Correct statements are:

Answer 1

Hint: Firstly we will try to draw a diagram for a better understanding of the situation. We will find the mass of the man from the given weight. As the platform is harmonically moving up and down, the maximum weight will be attained while the platform is moving up as the acceleration acting on the body will be due to gravitation and the motion of the platform. The minimum weight will be attained while the platform is moving down. We will find the maximum acceleration attained by the platform by multiplying the amplitude of the harmonic motion with the square of the angular velocity.

Formula used:
     \[\begin{align}
  & weight=m\times {{a}_{net}} \\
 & {{a}_{\max }}=A\times {{\omega }^{2}} \\
\end{align}\]

Complete step by step answer:
We will construct a diagram for understanding the situation.
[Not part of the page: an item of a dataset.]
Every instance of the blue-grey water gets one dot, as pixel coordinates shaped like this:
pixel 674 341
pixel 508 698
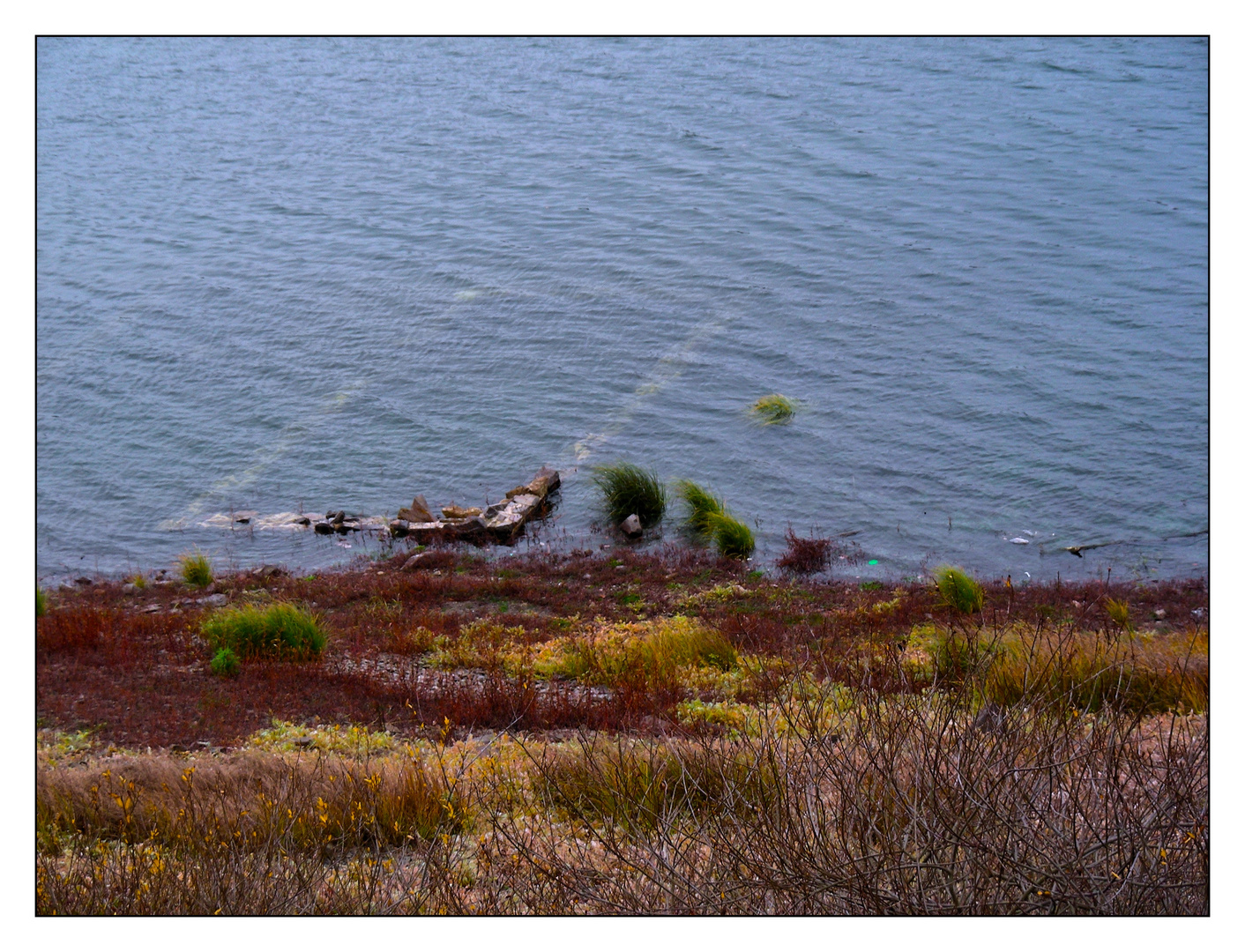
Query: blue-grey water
pixel 336 272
The normal weight of the man is given by\[60kg\]. Let us find his mass (g=10m/s)
\[m=\dfrac{60}{10}=6kg\]
So, the mass of the man is \[6kg\] .
Now, we will find the maximum acceleration gained by the platform while the harmonic motion.
\[\begin{align}
  & {{a}_{\max }}=A\times {{\omega }^{2}} \\
 & \Rightarrow {{a}_{\max }}=A\times {{\left( 2\pi \upsilon \right)}^{2}} \\
\end{align}\]
     \[{{a}_{\max }}=0.05\times {{\left( 2\times 3.14\times 2 \right)}^{2}}=7.88m/{{s}^{2}}\]
Now, we will find the maximum reading shown by the machine. The maximum weight will be attained while the platform moves upwards as the acceleration due to gravity changes to \[g+{{a}_{\max }}\] .
Then the machine will read the maximum weight as, \[{{w}_{\max }}=m\left( g+{{a}_{\max }} \right)=6\left( 10+7.88 \right)=107.28kg\]
So the maximum weight will be nearly equal to \[108kg\] .
Now, the machine will read minimum weight when the platform is moving downwards as the acceleration due to gravity becomes \[g-{{a}_{\max }}\] .
Then, the minimum weight read by the machine will be, \[{{w}_{\min }}=m\left( g-{{a}_{\max }} \right)=6\left( 10-7.88 \right)=12.72kg\]
So the minimum weight read by the machine is nearly \[12kg\] .
We will conclude the solution as the maximum weight read by the weighing machine is \[108kg\] and the minimum weight is nearly \[12kg\] . So we have two correct statements here. That is both option A and option C are correct.

Note:
This question resembles the exact condition when a person is standing in an elevator. In an elevator, we will feel as our weight increases when it is moving upwards. This is due to the increase in net acceleration on our body mass. Similarly, we will feel weight reduced while the elevator is moving downwards as the net acceleration reduces. Another important point is we must take the maximum acceleration of the platform to get maximum and minimum readings in the weighing machine.